While the data seem to add further weight to the reviving argument that oocyte quantity (and not just oocyte quality) are key determinants of IVF success, Dr Venetis noted that the results also provide an explanatory mechanism of why cumulative delivery rates in IVF seem to be improved in cycles with a higher oocyte yield: the more chromosomally normal embryos there are, the more transfers are possible, with an inevitably better cumulative chance of pregnancy. Chromosomally abnormal embryos ("aneuploid") are unlikely to develop as pregnancies, and, if they do, frequently result in miscarriage.
A large study reported last year from the Centre for Reproductive Medicine in Brussels found evidence that cumulative live birth rates increase significantly with the number of oocytes retrieved.(1) This association was not evident in the initial fresh cycle of treatment, where birth rates were comparable among high and normal responders (as reflected in the number of eggs retrieved). However, when outcome was assessed cumulatively (ie, birth rate from one egg collection cycle and the transfer of fresh and then frozen embryos) high responders (producing more than 15 oocytes for collection) demonstrated a significantly higher birth rate than poor responders (0-3 oocytes), but also higher than those with normal (10-15 oocytes) ovarian response.
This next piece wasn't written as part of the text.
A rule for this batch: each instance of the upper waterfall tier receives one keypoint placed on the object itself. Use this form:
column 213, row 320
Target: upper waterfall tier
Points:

While some studies have suggested that between eight and 18 oocytes represent the best chance of pregnancy in IVF, several other studies have pointed to a negative association of a higher oocyte number with the probability of pregnancy after fresh embryo transfer, most likely because of an adverse effect on the uterus.(2)
Dr Venetis said that the results of his study suggest that a higher number of oocytes will lead to a higher absolute number of euploid embryos available for transfer and "this is clearly correlated with the cumulative chance of a pregnancy after a single stimulated cycle". He explained that euploid embryos are known to have a high probability of implantation (50-60%) and a low probability of miscarriage (6%). "This means," he said, "that the transfer of a euploid embryo gives the patient the highest chance of having a live birth after IVF. By increasing the quantity of eggs you also increase the probability of having more euploid embryos - and thus more opportunities to achieve a pregnancy."
However, he added: "Any attempt to propose an optimum number of oocytes collected needs to take into account many other parameters such as the indication for treatment, whether fresh or frozen embryo transfer as well as the number of embryos transferred, the protocols followed in the laboratory and patient wishes." He also noted that aiming for a high number of eggs (more than 15) can increase the risk of ovarian hyperstimulation syndrome (OHSS), a potentially serious complication of ovarian stimulation. Nevertheless, with the newer stimulation protocols this risk can be greatly reduced, thereby allowing clinicians to maximize the efficiency of a single stimulated cycle and reduce the cost and burden of treatment.
He thus concluded that "clinicians should aim to increase the oocyte yield from a single stimulation cycle while ensuring that the probability of OHSS remains low", adding that the target number of oocytes should also take into account individual patient characteristics (such as age and ovarian reserve).
1. Dracopoulos P, Blockeel C, Stoop D, et al. Conventional ovarian stimulation and single embryo transfer for IVF/ICSI. How many oocytes do we need to maximize cumulative live birth rates after utilization of all fresh and frozen embryos? Hum Reprod 2016; 31: 370-376.
2. A study based on data from the HFEA database (Sunkara SK, Rittenberg V, Raine-Fenning N, et al. Association between the number of eggs and live birth in IVF treatment: an analysis of 400,135 treatment cycles. Hum Reprod 2011; 26:1768-1774) suggested that birth rate in IVF is directly related to the number of eggs retrieved (ie, birth rates rose according to the number of eggs retrieved, but levelled out after 20 eggs). The study reported that around 15 eggs were needed to maximise the chance of delivery.